Otokratik liderlik tarzında lider, astlarını yönetimin dışında tutmaktadır. Yönetim yetkisi tamamıyla lidere aittir. Astlara misyonlar, politikalar, prosedürler ve hedefler belirlenirken herhangi bir söz hakkı tanınmamaktadır. Otokratik lider, astlarına emir vermekte astlar da liderin vermiş olduğu emirleri yerine getirmektedir. Lider, astlarının fikirlerini dikkate almayarak politikalar belirlemekte ve astlarının da bu politikalar çerçevesinde işlerini yerine getirmelerini beklemektedir (Gürel ve Yılmaz, 2014: 44). Otokratik lider, yalnızca hedeflere ulaşılmasına önem vermekte, astlarının bağımsızlığı ve kişisel gelişimleri ile ilgilenmemektedir (Schoel, Mueller, Stahlberg ve Bluemke, 2011: 1-2).

(35)

Otokratik liderlik, otokratik ve bürokratik toplumlarda yetişmiş ve eğitim almış kişilere uygun görülmektedir. Geleneksel toplum yapısında yetişmiş olan kişiler, liderin tüm yetkisini kullanmasını beklemekte ve sadece otokratik liderin bilgili olduğunudüşünmektedirler. Otokratik lider, tam yetkili olmasından dolayı daha etkili olduğunu hissetmektedir (Eren, 2003: 549). Otokratik lider, bencil davranmakta ve astlarının duygularını önemsememektedir. Bu durum, astlarda psikolojik tatminsizliklerin ortaya çıkmasına yol açmaktadır. Astlarda lidere karşı nefret, moral bozukluğu, grup içi çatışmalar ve anlaşmazlıklar oluşabilmektedir. Bu faktörler zamanla liderin otoritesinin kaybolma ihtimali de arttırmaktadır (Bakan, Büyükbeşe, Erşahan, Kefe, 2013: 74).

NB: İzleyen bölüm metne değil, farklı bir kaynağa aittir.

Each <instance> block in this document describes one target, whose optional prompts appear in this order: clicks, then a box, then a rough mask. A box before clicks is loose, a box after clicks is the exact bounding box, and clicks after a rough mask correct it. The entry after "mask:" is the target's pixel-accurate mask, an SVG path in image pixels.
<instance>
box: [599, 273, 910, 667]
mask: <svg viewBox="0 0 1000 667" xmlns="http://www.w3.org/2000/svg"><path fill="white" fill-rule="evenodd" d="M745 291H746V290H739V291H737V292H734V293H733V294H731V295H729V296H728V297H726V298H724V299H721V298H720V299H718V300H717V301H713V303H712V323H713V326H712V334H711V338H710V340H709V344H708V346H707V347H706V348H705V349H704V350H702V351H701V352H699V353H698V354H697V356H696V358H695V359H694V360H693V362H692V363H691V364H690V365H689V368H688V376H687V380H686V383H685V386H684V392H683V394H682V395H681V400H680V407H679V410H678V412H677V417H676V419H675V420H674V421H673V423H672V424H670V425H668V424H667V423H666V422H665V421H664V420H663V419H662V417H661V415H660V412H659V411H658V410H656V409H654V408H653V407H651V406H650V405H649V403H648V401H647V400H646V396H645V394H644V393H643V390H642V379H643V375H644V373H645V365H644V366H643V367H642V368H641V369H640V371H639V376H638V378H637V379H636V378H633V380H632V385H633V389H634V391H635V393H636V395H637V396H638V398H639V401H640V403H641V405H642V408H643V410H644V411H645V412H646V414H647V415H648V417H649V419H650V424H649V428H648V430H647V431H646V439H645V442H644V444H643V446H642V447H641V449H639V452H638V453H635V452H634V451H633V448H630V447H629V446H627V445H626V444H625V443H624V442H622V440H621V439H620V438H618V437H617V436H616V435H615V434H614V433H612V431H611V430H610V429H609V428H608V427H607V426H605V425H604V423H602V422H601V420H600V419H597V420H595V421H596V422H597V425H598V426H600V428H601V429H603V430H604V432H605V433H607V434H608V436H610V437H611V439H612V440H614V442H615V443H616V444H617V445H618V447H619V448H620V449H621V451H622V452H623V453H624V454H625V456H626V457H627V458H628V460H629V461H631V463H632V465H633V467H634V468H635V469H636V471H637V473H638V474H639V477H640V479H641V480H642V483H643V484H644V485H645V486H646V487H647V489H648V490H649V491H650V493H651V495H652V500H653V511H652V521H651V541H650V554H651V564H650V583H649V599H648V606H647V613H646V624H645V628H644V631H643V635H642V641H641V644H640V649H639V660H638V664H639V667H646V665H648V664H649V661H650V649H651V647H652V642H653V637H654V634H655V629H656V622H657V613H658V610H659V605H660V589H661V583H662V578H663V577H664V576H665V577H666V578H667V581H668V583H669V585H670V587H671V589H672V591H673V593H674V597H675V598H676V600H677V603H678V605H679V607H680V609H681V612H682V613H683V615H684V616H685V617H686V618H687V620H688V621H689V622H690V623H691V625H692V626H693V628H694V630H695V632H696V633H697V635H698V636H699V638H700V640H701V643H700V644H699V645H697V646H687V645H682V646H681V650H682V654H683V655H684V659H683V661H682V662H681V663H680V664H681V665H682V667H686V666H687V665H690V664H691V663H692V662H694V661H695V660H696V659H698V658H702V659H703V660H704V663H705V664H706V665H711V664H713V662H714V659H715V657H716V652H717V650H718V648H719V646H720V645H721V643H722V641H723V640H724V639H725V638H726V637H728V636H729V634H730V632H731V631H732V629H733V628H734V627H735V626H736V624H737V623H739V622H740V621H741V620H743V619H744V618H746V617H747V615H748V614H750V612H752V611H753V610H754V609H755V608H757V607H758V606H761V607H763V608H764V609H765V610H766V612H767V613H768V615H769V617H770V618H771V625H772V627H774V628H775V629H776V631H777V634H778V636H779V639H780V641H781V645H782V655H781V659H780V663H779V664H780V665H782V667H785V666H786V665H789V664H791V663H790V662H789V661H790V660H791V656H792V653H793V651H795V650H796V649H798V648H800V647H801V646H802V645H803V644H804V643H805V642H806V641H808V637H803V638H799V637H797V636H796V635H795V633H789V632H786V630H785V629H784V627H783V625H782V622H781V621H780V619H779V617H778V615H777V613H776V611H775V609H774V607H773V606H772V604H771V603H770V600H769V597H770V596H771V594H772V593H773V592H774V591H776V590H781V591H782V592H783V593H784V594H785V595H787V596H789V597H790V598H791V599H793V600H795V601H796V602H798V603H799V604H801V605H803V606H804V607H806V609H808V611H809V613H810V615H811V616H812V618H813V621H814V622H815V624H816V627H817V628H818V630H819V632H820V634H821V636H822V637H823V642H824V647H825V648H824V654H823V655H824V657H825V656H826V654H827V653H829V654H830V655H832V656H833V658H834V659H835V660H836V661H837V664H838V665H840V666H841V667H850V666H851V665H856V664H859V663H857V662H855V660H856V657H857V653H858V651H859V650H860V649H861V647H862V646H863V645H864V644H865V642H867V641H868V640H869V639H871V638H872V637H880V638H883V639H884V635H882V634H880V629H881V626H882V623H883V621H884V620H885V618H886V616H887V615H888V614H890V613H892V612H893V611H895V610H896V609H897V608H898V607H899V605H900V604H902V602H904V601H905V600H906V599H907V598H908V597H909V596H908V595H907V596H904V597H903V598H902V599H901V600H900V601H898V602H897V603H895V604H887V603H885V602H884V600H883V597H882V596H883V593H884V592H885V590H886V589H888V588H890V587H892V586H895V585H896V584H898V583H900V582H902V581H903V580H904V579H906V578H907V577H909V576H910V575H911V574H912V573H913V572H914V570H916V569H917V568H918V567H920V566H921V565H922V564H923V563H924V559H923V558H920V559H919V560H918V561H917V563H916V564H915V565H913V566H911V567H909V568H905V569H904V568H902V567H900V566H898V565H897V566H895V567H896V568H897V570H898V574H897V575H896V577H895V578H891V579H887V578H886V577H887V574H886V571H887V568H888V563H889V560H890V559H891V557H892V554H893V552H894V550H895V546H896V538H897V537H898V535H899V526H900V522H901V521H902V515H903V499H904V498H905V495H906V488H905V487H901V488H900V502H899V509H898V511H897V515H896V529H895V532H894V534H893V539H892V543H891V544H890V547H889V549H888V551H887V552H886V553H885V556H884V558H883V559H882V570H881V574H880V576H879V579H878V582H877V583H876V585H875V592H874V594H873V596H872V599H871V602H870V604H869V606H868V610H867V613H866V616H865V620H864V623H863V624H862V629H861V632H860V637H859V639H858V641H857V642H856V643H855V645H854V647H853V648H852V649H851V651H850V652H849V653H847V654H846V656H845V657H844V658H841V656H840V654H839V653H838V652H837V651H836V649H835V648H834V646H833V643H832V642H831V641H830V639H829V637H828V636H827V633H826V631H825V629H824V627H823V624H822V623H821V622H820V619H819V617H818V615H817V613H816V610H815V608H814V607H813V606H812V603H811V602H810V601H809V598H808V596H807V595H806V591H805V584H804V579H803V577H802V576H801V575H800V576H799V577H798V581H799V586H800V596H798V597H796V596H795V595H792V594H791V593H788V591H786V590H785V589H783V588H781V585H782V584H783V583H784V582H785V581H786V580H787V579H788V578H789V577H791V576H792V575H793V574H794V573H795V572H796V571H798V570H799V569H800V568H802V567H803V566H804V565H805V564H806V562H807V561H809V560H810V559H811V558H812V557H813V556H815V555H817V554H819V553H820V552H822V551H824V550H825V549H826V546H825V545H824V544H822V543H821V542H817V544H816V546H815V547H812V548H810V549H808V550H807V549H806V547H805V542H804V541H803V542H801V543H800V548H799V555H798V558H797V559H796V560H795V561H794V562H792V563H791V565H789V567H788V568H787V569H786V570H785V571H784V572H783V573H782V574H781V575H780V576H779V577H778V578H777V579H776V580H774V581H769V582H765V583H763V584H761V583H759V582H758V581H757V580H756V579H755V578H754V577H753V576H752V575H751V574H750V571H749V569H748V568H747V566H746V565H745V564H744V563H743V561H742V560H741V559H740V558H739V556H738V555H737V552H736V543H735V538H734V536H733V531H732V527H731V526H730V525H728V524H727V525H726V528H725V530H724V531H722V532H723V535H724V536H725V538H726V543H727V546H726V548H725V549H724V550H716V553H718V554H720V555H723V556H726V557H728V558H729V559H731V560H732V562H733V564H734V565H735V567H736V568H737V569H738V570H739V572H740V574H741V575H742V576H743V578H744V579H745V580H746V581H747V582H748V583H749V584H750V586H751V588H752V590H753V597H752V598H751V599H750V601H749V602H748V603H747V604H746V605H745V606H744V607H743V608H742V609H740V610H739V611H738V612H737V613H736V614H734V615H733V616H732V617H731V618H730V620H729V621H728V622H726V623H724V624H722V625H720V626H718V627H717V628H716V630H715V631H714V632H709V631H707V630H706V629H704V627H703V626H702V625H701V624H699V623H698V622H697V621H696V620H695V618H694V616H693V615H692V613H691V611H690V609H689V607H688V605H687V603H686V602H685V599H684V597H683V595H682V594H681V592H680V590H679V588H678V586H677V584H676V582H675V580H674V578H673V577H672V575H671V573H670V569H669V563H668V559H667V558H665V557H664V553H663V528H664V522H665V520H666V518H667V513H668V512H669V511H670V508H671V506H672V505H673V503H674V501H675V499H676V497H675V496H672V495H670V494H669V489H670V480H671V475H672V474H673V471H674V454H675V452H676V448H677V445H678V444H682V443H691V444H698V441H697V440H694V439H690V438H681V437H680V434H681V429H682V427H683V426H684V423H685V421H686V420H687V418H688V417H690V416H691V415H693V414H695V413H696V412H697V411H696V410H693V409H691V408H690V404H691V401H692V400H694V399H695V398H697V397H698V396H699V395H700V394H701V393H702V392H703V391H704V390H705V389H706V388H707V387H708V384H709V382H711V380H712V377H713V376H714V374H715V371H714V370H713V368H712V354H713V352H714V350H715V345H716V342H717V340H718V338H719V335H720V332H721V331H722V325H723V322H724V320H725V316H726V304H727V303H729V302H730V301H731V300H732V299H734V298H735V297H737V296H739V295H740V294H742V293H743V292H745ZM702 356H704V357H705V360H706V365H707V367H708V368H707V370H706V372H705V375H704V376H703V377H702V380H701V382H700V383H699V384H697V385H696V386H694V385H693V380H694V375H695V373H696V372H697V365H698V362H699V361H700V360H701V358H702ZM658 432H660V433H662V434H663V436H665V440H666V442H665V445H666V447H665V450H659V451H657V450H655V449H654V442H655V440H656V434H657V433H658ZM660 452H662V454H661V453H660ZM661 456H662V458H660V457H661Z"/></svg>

1.4.2. Demokratik Liderlik

Demokratik lider, yönetim yetkisini astları ile paylaşmaktadır. Amaçların, planların, politikaların ve kararların belirlenmesinde lider, astlarının düşüncelerini de önemsemektedir (Alkın ve Ünsar, 2007: 79). Demokratik lider, astların karar alma süreçlerine dahil olmalarına izin vermekte ve astları ile işbirliği içerisinde hareket etmektedir (Vugt, Jepson, Hart ve Cremer, 2004: 2). Astların katılımı ile bir tartışma ortamı oluşturularak kararlar verilmektedir. Demokratik liderlik tarzına göre, astlar çalışma arkadaşlarını kendileri belirleyebilmekte ve iş bölümü yapabilmektedirler (Güney, 2014: 400). Astların çalışmalarını etkileyecek olan her türlü faktör lider tarafından astlara bildirilmektedir (Bambale, 2011: 8). Lider, takdir ve eleştirilerinde yansız ve gerçekçidir. Demokratik lider, sorumluluğu tek başına üstlenmekten ziyade astları ile paylaşma eğilimindedir. Sorumlulukların dağıtılması ve iş bölümünün oluşturulması astlar tarafından gerçekleştirilmektedir. Lider, örgüt içerisindeki sosyal dayanışmayı güçlendirmeye, gerilim ve çatışmayı da azaltmaya çalışmaktadır (Güney, 2014: 400).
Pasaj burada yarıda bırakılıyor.